Export the posts (XML) and media from WordPress (My Sites -> Gullickson Laboratories -> Settings -> Export -> Export your content/Export media library)
Use wp2md to convert XML to Markdown files
Use sed to format metadata, re-work URL’s, etc.
Extract media from .tar archive and copy it into a subdirectory under static

Here’s the specific comamnds I used to transform the content. If you use these you’ll need to modify some of the parameters to match your source blog info, destination paths, etc.

wp2md -ef "%Y-%m-%d %H:%M:%S" -ps gl-{title}.md -d ./md-output/ your.wordpress.export.xml (exports all content to the md-output directory, prepends each file with gl- and uses a date format that Hugo likes)
sed -i "1i ---" gl* (marks the opening of the Hugo metadata section)
sed -i "13i ---" gl* (marks the closing of the metadata section)
sed -i "2i tags:" gl* (adds a tags section)
sed -i "3i\ - gullicksonlaboratories" gl* (tags the content)
rpl "created:" "date:" gl* (renames the created field to something Hugo understands)
rpl "https://jjg2soc.files.wordpress.com/" "/wp/" gl* (updates media URL’s to use local files instead of the originals)
cp gl* /path/to/hugo/content/posts (copies all exported content into the Hugo site)

This doesn’t fix everything. The most notable problem is that links to pages within the blog will still point to the original server.

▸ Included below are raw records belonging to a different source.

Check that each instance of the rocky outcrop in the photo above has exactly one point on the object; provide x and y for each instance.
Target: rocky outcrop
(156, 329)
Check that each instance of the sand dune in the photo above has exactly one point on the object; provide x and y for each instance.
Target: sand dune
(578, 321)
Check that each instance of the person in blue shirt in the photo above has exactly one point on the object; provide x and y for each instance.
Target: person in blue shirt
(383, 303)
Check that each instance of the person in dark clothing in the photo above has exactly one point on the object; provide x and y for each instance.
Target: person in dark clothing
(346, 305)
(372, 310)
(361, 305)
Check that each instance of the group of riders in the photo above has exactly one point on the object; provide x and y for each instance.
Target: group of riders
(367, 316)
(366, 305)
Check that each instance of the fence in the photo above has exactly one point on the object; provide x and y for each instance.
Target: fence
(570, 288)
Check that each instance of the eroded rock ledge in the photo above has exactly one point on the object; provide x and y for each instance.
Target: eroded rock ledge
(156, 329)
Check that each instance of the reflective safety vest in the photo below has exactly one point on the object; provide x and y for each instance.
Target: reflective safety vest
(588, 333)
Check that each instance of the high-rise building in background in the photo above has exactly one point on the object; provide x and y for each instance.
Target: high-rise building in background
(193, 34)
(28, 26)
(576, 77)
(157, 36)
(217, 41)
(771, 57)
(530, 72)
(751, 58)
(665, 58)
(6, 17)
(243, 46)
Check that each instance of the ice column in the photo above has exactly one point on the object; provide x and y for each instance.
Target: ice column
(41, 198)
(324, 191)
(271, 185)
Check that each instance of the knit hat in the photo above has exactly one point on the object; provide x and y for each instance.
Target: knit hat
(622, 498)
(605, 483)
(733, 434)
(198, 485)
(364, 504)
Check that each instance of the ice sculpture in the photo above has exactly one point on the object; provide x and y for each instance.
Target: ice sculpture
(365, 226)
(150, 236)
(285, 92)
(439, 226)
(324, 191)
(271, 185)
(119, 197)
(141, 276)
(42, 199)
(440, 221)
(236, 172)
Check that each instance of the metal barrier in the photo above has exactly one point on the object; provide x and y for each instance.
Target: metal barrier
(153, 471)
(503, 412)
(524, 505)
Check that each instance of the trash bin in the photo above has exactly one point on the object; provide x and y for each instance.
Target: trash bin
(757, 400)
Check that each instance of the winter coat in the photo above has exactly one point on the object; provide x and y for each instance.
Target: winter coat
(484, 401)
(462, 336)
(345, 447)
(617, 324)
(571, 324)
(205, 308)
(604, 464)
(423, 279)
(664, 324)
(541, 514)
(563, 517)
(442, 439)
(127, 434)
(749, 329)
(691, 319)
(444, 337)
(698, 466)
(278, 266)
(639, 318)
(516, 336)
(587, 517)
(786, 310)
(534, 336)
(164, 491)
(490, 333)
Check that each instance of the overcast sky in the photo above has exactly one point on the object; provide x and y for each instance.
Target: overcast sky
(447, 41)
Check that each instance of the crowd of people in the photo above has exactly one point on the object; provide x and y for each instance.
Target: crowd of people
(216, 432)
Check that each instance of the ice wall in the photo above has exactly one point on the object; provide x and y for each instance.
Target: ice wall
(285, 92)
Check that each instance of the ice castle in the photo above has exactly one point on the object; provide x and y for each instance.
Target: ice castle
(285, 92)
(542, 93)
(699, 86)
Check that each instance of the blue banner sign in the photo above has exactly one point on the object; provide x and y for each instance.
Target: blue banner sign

Another issue (at least in my case) is that there is a header with the title of the post inserted into the Markdown (which results in the title being displayed twice on the rendered page). I think both of these issues can be addressed with a little more tweaking but neither was bad enough to stop me from publishing the site as-is.

One last thing I’ll mention is that the WordPress XML file can contain some things that wp2md considers invalid (they may in fact contain invalid XML). In my case the command fails and displays the offending line number, and it was just a matter of deleting the bad input from the XML file (mine were all messages related to failed attempts to share the post on Facebook). Once these are cleaned-out the command should complete sucessfully.